To deliver one more cup of coffee, though, requires more beans, more roasting, more electricity, more cups, more oats, more cows, more staff… add it all up, and Starbucks couldn’t possibly profit from selling coffee for a nickel a cup.

The first thing to understand about free software is that the marginal cost of one more email, one more download, one more bit is vanishingly low, close to zero.

Given the low incremental cost of another user, it’s likely that if that were the only factor, most software wouldn’t be a very good business, because it costs a lot to develop but market forces would keep pushing the price low.

The second factor is lock-in. Unlike coffee, software rewards users who stick with it. Over time, the software you use becomes more familiar, it opens the files you created yesterday and it becomes harder and harder to switch. As a result, companies that make software work to create the conditions where people are encouraged to start right now, and only later discover that it’s difficult to switch.

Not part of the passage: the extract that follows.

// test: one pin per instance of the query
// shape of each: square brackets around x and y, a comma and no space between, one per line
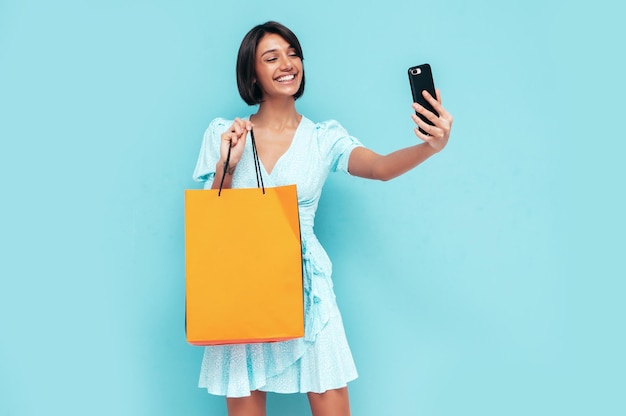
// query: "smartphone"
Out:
[421,78]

But the real miracle of modern software is the network effect. Simply put: the software works better for each user when other people use it too. The network effect dramatically rewards head starts. You want to use the same word processor as your peers, because opening their files is part of your job. You want to be on the same phone system, the same social network, the same protocols.

Sometimes, software is built in community, by teams, and often called open source. These projects exist to solve a problem and serve the user. But sometimes, software is a business.

A community-built open-source project can thrive on free. But software can also do a lot of good work when the software creates enough value that people will choose to pay for it.

And a business-led software project has similar choices to make.

And when all three pieces come together, we’re left with two extremes most software businesses face:

  1. Free software is the best way to get a head start. The low marginal cost of new users means that you can get big fast (100,000,000 new users for Threads in one week!). But, and it’s not just a but, it’s the whole point, some companies then choose to treat these new users not as customers, but as the product.

    Lock-in makes it hard for them to leave, the network effect keeps the system growing and now you can make money from other means. In particular, you make money by serving someone other than your free users. As you get bigger and bigger, you make the product just a little bit worse, rewarding your sponsors or your agenda as you go. (Important exception: when your nearly free users pay enough, in enough numbers, that you can happily offer them the support and service they need…this takes relentless focus and care.)
  2. Expensive (not free) software rarely gets you magical world-sized scale. But it requires you to be in complete alignment with your users, who are also your customers. That’s the point. Instead of locking people in, you can focus on rewarding them for staying. This is how just about every other business in the world works, and it can work for software too… if we decide we’d like to be in alignment with the people who use what we make.

For a business, then, there’s the path of free or nearly free, with the goal of making money some other way, or the path of expensive, which aligns the company’s decisions with those of its users.

And for community-driven software, there’s the magic alignment that comes from open source.

There’s not an obvious answer, but there is a clear choice to be made.